2. A winch system according to claim 1 wherein said control means comprises:

a potentiometer having a manually movable slider, said potentiometer providing through said slider a reference signal, the polarity of which is indicative of the commanded direction of rotation, and the magnitude of which is indicative of the commanded speed;

amplifier means for energizing said main electrically actuated clutch in response to said reference signal having a first polarity with respect to the signal generated by said sensor and for energizing said auxiliary electrically actuated clutch in response to said reference signal having an opposite polarity with respect to the signal generated by said sensor the degree of energization of said main and said auxiliary clutches being a function of magnitude of the difference between said reference signal and the magnitude of the signal generated by said sensor.

3. A winch system according to claim 2 wherein said first polarity is a negative electrical potential when it is desired to rotate the drum in a direction to lift a load and wherein said opposite polarity is a positive electrical potential when it is desired to rotate the drum in a direction to lower a load.
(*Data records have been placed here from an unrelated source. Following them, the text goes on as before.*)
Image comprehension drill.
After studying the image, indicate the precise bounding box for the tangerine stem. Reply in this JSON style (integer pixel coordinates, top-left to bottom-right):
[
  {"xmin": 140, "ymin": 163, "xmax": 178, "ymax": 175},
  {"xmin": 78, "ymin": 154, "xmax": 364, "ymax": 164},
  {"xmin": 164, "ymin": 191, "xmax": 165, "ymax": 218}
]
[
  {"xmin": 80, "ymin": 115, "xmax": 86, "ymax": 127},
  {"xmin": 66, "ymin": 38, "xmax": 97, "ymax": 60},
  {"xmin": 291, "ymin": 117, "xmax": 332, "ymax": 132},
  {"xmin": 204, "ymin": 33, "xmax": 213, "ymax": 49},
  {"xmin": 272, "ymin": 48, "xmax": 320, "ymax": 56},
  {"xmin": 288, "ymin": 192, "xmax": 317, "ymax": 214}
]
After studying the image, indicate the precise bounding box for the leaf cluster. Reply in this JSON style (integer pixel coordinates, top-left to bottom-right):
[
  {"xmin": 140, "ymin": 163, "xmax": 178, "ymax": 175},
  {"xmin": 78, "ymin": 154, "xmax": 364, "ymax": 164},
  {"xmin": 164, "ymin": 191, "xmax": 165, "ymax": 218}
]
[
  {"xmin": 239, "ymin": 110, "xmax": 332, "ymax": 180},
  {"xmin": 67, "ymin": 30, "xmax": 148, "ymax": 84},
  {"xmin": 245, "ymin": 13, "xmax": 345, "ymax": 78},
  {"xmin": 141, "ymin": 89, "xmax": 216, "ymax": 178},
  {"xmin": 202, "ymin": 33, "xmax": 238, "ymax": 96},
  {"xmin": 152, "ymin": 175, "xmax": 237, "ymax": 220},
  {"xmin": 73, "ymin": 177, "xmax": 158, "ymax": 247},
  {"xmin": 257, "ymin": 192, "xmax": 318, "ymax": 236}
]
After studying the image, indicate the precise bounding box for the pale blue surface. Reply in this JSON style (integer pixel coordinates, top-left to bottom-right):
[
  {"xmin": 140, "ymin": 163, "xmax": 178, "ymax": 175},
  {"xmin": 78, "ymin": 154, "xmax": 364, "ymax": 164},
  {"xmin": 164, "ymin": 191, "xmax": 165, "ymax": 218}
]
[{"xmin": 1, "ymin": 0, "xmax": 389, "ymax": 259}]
4. A winch system according to claim 2 wherein said amplifier means comprises:

a differential amplifier receiving said reference signal at a first input and the signal generated by said sensor at a second input said differential amplifier generating an output signal having a polarity opposite the polarity difference between the signal generated by said sensor and said reference signal and magnitude proportional to the difference in the magnitude of the reference signal and the signal generated by the sensor;

first amplifier means for generating an output current energizing said main clutch in response to signals of the first polarity inverted at the output of said differential amplifier; and

second amplifier means for generating an output current energizing said auxiliary clutch in response to signals of the opposite polarity inverted at the output of said differential amplifier.

5. A winch system according to claim 4 wherein said first amplifier means includes a first diode, passing the inverted signals of the first polarity and blocking the inverted signals of the opposite polarity, and said second amplifier includes a second diode blocking the inverted signals of the first polarity and passing the inverted signals of the opposite polarity.

6. A winch system according to claim 1 wherein said second transmission system is operative to rotate the drum in the reverse direction at twice the speed of said first transmission system.

7. A winch system of claim 1 wherein said first and second transmission systems are a main and auxiliary gear train respectively and wherein said sensor is a tachometer dynamo driven by said auxiliary gear train.

8. A winch system of claim 7 wherein said auxiliary gear train includes a universal jointed member connecting said auxiliary gear train to said main gear train.

9. A winch system according to claim 1 further including a limit switch actuated at the end of the lifting phase, said limit switch cutting and energizing said auxiliary clutch to apply a reverse torque to the drum opposing the inertia of the components of the system in the lifting direction.

10. A winch system according to claim 1 wherein said main and auxiliary clutches are eddy current clutches.